[PATCH v2] bootchooser: honour reset source

Thu Oct 19 06:45:11 PDT 2023

Hello Sascha,

Am 04.10.23 um 10:19 schrieb Sascha Hauer:
> 
> I have a problem with this. When a system is interrupted with a power
> failure or by pushing the reset button during boot then we can't say
> that this boot was "good". We just don't know. All we can do is to
> ignore that last boot for the calculation of the remaining attempts.
> 
> The end result might implement your desired behaviour, but the code
> leading to that result doesn't seem logical.
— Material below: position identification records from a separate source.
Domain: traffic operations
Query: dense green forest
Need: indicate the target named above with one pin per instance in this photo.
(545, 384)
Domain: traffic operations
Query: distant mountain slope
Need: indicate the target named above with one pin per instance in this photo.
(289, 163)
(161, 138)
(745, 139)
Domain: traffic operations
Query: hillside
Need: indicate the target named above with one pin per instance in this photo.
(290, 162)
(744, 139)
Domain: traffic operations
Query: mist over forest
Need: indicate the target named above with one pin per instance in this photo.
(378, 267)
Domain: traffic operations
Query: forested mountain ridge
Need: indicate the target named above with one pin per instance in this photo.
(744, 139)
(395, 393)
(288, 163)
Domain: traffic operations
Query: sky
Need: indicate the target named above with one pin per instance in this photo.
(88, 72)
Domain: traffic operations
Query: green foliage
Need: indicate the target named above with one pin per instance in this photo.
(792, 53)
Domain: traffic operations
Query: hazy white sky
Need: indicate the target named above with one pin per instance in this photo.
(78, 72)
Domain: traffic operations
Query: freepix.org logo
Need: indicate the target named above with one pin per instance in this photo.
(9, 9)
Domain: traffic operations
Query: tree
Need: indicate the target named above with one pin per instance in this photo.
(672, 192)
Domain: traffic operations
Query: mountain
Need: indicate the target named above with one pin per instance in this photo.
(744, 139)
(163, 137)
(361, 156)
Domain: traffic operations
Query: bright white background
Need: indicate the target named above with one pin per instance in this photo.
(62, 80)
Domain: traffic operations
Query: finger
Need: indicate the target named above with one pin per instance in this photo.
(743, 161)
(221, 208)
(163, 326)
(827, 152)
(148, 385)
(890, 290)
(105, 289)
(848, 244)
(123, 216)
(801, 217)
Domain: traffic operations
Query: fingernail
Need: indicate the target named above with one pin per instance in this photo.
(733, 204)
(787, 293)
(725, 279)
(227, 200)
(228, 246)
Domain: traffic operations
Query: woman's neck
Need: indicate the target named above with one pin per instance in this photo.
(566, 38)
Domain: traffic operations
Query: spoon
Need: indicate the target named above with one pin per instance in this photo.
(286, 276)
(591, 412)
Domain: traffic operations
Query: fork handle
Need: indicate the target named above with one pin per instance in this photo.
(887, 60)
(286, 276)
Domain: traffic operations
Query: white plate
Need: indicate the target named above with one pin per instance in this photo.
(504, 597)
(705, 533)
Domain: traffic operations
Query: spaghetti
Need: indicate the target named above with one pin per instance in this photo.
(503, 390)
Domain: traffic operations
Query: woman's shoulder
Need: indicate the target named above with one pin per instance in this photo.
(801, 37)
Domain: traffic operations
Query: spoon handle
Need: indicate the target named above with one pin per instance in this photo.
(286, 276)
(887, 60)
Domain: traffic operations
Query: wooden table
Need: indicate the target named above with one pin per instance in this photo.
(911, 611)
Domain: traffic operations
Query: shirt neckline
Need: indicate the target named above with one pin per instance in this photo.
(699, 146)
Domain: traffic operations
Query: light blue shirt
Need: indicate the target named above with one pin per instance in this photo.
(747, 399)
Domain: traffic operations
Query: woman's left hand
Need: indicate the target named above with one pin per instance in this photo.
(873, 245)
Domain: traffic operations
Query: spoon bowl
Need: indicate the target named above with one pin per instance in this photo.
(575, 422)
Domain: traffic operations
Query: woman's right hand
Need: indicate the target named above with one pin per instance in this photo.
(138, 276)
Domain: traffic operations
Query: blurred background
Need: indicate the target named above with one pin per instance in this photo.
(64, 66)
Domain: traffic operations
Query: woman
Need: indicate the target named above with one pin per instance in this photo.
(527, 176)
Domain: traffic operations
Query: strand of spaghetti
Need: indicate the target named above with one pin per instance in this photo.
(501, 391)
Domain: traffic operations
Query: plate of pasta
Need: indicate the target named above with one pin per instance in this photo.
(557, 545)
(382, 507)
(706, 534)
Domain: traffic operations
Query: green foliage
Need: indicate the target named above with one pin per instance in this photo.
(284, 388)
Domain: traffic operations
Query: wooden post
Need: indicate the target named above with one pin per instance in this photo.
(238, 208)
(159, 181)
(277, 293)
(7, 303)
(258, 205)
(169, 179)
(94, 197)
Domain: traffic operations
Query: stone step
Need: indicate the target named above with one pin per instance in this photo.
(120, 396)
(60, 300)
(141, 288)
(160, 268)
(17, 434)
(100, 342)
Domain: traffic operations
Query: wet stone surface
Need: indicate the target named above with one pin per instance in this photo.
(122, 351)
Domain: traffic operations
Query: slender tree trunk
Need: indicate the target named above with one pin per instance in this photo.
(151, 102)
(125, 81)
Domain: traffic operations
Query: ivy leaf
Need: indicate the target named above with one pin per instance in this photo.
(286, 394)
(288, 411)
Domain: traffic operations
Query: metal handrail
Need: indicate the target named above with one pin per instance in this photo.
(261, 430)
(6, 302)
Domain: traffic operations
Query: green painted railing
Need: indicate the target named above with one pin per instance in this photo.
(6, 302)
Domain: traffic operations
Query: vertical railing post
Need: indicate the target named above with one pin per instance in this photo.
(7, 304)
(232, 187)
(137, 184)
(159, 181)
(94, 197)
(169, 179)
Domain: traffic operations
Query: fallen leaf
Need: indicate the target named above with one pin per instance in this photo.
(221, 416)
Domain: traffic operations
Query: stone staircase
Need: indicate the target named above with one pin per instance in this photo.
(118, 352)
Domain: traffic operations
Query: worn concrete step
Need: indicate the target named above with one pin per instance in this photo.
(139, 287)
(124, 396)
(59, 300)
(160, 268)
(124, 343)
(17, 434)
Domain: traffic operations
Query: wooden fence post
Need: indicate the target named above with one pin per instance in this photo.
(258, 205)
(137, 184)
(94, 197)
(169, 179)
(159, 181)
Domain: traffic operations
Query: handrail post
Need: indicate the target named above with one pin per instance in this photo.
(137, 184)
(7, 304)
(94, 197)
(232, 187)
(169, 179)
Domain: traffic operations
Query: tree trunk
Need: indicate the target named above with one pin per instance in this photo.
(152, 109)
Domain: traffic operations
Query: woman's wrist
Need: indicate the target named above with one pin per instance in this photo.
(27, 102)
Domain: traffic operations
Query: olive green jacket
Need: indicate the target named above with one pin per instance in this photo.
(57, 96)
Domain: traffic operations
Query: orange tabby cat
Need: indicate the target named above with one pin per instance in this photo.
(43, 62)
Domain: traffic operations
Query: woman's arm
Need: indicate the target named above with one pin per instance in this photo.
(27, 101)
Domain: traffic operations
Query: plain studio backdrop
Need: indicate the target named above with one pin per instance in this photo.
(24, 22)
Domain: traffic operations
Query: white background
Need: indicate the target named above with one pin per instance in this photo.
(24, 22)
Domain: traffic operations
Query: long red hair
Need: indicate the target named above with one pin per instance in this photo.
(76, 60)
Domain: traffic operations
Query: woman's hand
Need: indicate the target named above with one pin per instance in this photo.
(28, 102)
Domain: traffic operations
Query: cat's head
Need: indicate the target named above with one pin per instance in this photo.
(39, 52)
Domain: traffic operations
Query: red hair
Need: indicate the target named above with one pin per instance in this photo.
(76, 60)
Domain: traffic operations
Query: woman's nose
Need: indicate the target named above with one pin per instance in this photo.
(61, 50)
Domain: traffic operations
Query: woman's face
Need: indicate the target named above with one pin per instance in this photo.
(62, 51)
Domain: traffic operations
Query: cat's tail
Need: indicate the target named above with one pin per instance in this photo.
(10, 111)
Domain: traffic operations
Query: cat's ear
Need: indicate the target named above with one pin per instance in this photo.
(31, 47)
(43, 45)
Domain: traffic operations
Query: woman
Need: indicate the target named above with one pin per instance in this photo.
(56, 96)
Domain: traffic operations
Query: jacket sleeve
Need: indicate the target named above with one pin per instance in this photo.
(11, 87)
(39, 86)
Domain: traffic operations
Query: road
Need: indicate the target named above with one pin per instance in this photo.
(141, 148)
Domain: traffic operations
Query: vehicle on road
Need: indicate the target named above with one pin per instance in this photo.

I can see your point with this valid edge case. However, this leads me
to the question why we already have a variable "last_boot_successful",
as we indeed can never know whether a previous boot really was
successful: Even something like a RAUC mark-good service can set a wrong
"success flag" i.e. when a critical error happens after that service has
already run.

This brings me to the idea of simply "inverting" the logic, changing the
code of my v2 commit from:

   if (!last_boot_successful &&
           test_bit(type, &good_reset_src_type)) {
                   last_boot_successful = true;
   }

to basically:

   if (!test_bit(type, &BAD_reset_src_type)) {
                   bootchooser_target_set_attempts(bc->last_chosen, -1);
   }

In that case, we would only reset the attempts once we have determined
that no "bad reset" has happened. Of course, that requires to gather all
unwanted reset modes and to list them in the barebox env, but the effect
on the result would be the same and we could avoid thinking about
uncertain goodness.
Scenarios like the combination of bad reset and blackout would of course
still slip through, but to me it seems like a more logical approach.

I would then further suggest to rework the concept of the variable
"last_boot_successful", as it is currently not used anyway - other than
to be set to "false" by the original code. Maybe "bad_reset_assumed"?

> 
> Also we have this snippet:
> 
> 	if (test_bit(RESET_ATTEMPTS_POWER_ON, &reset_attempts) &&
> 	    reset_source_get() == RESET_POR && !attempts_resetted) {
> 		pr_info("Power-on Reset, resetting remaining attempts\n");
> 		bootchooser_reset_attempts(bc);
> 		attempts_resetted = 1;
> 	}
> 
> I'm not sure if that already implements your desired behaviour, but it
> at least overlaps with the case you are implementing. Would it be an
> option to extend the global.bootchooser.reset_attempts variable with a
> "reset" bit and adjust the above accordingly?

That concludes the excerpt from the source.